READING, England, Feb. 15, 2011 /PRNewswire/ -- Britons' savings were given an unexpected boost in the final quarter of 2010, after the government's proposed tuition fee hikes prompted parents to put away more cash.
According to the ING Direct Consumer Savings Monitor, a quarter of parents (23 per cent) have either started a university fund (13 per cent) or increased the amount they put away (10 per cent) in response to the planned fee increases, contributing to a 3.6 per cent rise in accessible savings in the final quarter of 2010.
This kind of saving is most common amongst parents of children under five, suggesting the adoption of long-term savings plans similar to US 'college funds' – where parents save years, or even decades in advance. This is reflected in ING Direct's figures, with those aged 16-34 - who are most likely to have young children – topping up their savings the most (15 per cent increase).(1)

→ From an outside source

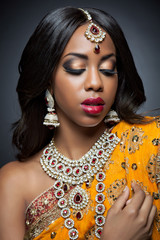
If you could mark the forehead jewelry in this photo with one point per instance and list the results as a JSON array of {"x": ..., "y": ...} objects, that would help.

Alternatively, many are reconsidering the value of higher education. Around a quarter of 16-17 year olds (24 per cent) are rethinking their options in light of the planned hike(2) and one in eight (13 per cent) parents of teenagers are reassessing whether university is right for their child given the increased cost.
Yet despite the savings 'bounce,' the rise was not enough to prevent an overall decline in accessible reserves across the year, with levels falling by 11 per cent (221 pounds) in 2010. This has left savings levels of ordinary Britons standing at 1,834 pounds.
Factors contributing to this fall included rising prices and static incomes during 2010. There was also a distinct desire amongst Britons to reduce their dependence on credit, cutting their average unsecured debt by 7.7 per cent (234 pounds fall to average of 2,812 pounds), often at the expense of cash reserves.
It is also clear that the British public see 2011 as a year for belt-tightening, with a third (32 per cent) planning to restore their savings and a similar number (28 per cent) intending to cut down debt. Furthermore there is clear evidence that the VAT rise will have an impact on spending, with 45 per cent of Brits intending to reduce their expenditure due to this tax increase.
Understandably, those most determined to set their savings plans back on track in the New Year are those who had the most difficulty in 2010.(3) Young people (aged 16-34) struggled most, with their reserves almost cut in half across the year (48 per cent fall). Married women also saw their savings fall significantly across the year (25 per cent fall) after men bore the brunt of the savings decline experienced in 2009. The only significant 'savings winners' of 2010 were those aged 45-54, who were able to increase their rainy-day reserves by six per cent.
ING Direct CEO, Richard Doe, commented on the findings:
"While we've seen savings levels decline for much of the year, the final quarter has brought with it an unexpected bounce, clearly driven by parents saving in response to the proposed hike in tuition fees.
"We'll have to wait and see if this leads to any sort of savings renaissance, as while Britons are clearly determined to restore their cash reserves in 2011, there will be a number of obstacles which will make saving difficult."
James Knightley, ING Group senior economist said:
"2010 was a tough year for savers and unfortunately the environment will become even more difficult in 2011 given the scale of fiscal austerity.
"With wages failing to keep pace with the cost of living and households continuing to pay down debt this leaves us with two possible outcomes for savers. We suspect that the most likely is that they further run down their savings in order to fund ongoing spending. Alternatively they can save more, but this will mean less money to spend on goods and services – a situation that will put the UK economic recovery at risk."
For a full copy of the latest report from the ING Direct Consumer Savings Monitor, visit http://www.consumersavingsmonitor.co.uk
1. Those aged 16-34 increased their savings by 15 per cent, compared to those aged 35-54 (two per cent) or those aged 55+ (four per cent), suggesting that it is the younger age cohort which are driving the rise in average savings observed in Q4 2010.
2. 24 per cent of parents of children aged 16-17 said their child was reassessing university as an option for them, in light of the changes to tuition fee levels.
3. Those most determined to restore their savings balances in 2011 were married women (37 per cent) and young people (41 per cent).
All figures quoted are from the findings of the ING Direct Consumer Savings Monitor. Full methodology can be found in the latest report, available at http://www.consumersavingsmonitor.com
The term 'ordinary Briton' is used to illustrate the fact that the ING Direct Consumer Savings Ratio uses median averages for savings as the distribution of savings is so strongly skewed by the very wealthy (mean averages give figures of around 20,000 pounds).
A sample of 1,300 UK adults, fully representative of the UK adult population is recruited on a monthly basis by PureProfile, one of the world's leading research panels, with more than 600,000 panellists worldwide. This sample contains approximately 1,000 savers (approx 25% of Britons have no savings).
The interviewees are interviewed over the same 7 day period over the last week of every calendar month. Interviewees are asked an identical series of tracking questions every month. These tracking questions commenced in January 2009 and run on a monthly basis. This quarter's findings come from the results of October, November and December 2010 tracking.
A further representative sample of 2000 UK adults is also questioned in the midpoint of each quarter, on a quarterly basis.